In a brief but concise ‘Foreword’ (7–11), Kenesei introduces the present collection of papers and asserts the relevance of this volume to investigations into the role of the lexicon in natural language. As he states, this collection ‘aims at discussing various aspects of argument structure in Hungarian, not in some unified framework, but intending to highlight some of the fundamental issues at different levels of grammatical analysis or from different vantage points’ (8). And so they do, as lexicosyntactic approaches are complemented by semantic and pragmatic view-points.

Tibor Laczkó provides ‘A comprehensive analysis of /, a multifunctional deverbal nominalizer in Hungarian’ (13–49) within the framework of lexical functional grammar. He examines changes in argument structure in constructions whose head nominals are derived from verbs. Of the various forms derived, the author concentrates on those that express a ‘complex event’. The relation between ‘Impersonal constructions and null expletives’ (51–78) is the topic of Ildíko Tóth’s contribution. She looks at modification in argument structure in various nonfinite forms, in particular, clauses involving one subclass of verbs with no subject at all, and connects these ‘impersonal resultatives’ with issues in the theory of grammar.

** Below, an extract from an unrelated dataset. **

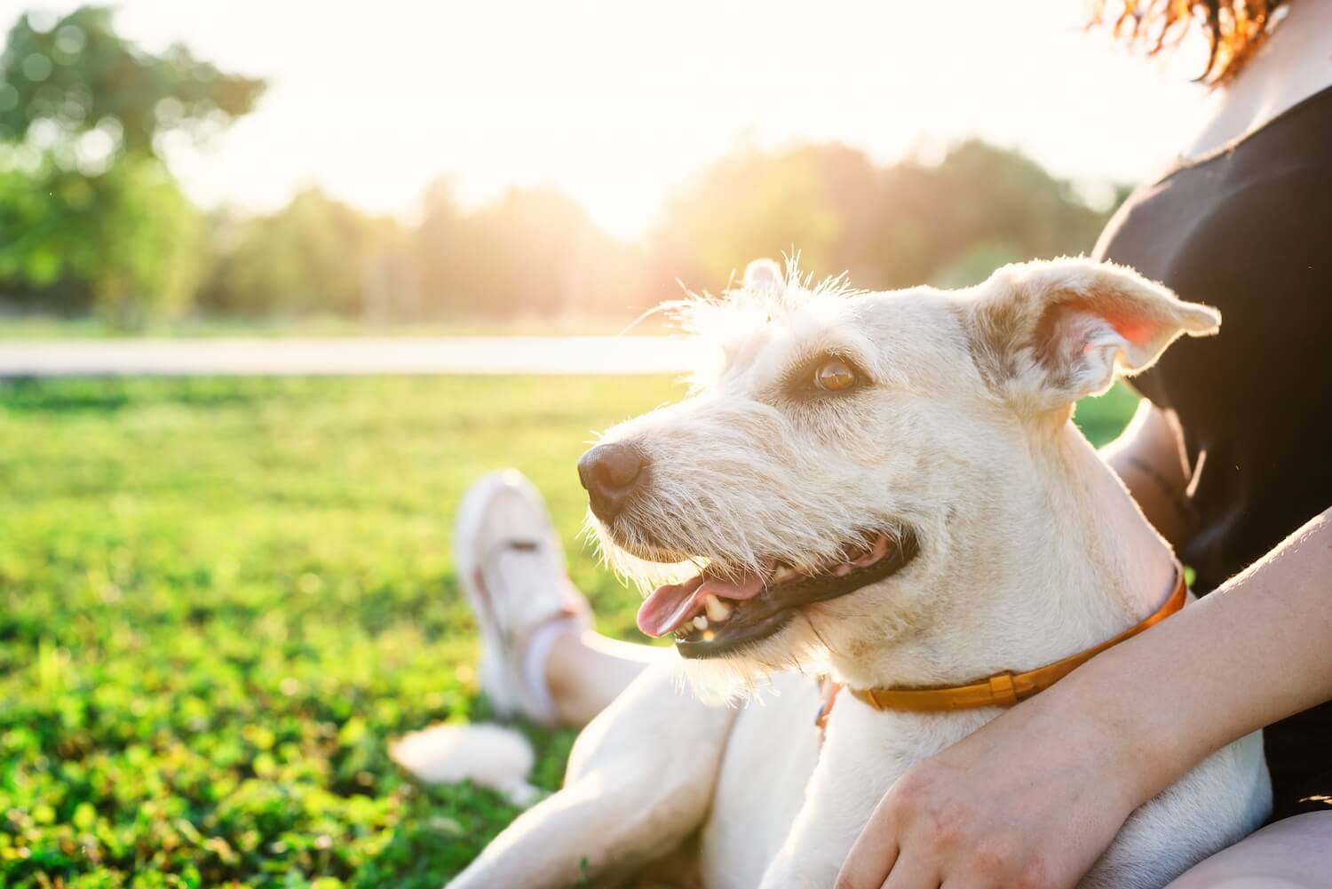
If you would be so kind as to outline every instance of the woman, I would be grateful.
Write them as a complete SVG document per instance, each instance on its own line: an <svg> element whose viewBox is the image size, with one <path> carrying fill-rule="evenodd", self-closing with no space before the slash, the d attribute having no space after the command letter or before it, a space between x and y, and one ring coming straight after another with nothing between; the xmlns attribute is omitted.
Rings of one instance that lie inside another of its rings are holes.
<svg viewBox="0 0 1332 889"><path fill-rule="evenodd" d="M1272 824L1172 886L1332 874L1332 0L1144 5L1144 33L1205 20L1215 115L1096 256L1217 305L1225 327L1139 377L1147 399L1106 457L1216 592L910 770L843 889L1072 886L1138 805L1264 725ZM581 725L658 654L586 632L521 480L482 482L456 545L498 709Z"/></svg>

István Kenesei is concerned with ‘Criteria for auxiliaries in Hungarian’ (79–111) and identifies ‘core’ auxiliaries whose argument structure is defective and fits that of functional categories, in which the subject of the clause receives its thematic role from the full verb of the auxiliary’s complement, which is neither a proposition nor an event.

Enikõ Németh T. considers ‘Implicit arguments in Hungarian: Manners of their occurrence and possibilities of their identification’ (113–56). She shows that the context of the ‘indefinite or definite null argument’ of certain transitive verbs underdetermines the missing information, suggesting an analysis that incorporates (pragmatic) principles of relevance as well as the lexical representation (conceptual semantics) of the verb involved. The semantics of ‘Indefinite arguments in Hungarian’ (157–99), determinerless nouns as arguments of verbs, is investigated by Márta Maleczki. Distinguishing definite from indefinite and specific from nonspecific, she examines the interpretation of these determinerless nouns and suggests a delimiting effect orienting the event denoted by the verb towards some endpoint, very similar in spirit to the telic/atelic distinction in grammar. Gábor Alberti investigates ‘Morphological relations and idioms in a totally lexicalist framework’ (201–35); he abandons not only transformations but also syntactic structure at large, placing all relevant information into the lexicon. Aside from making a strong lexicalist proposal, he also discusses notions that are particularly interesting in languages like Hungarian, such as focus and discontinuous constituents.

The book is rounded off with a list of abbreviations, an author index, and a subject index. It can certainly be recommended to anyone interested in more than framework-specific considerations of argument structure.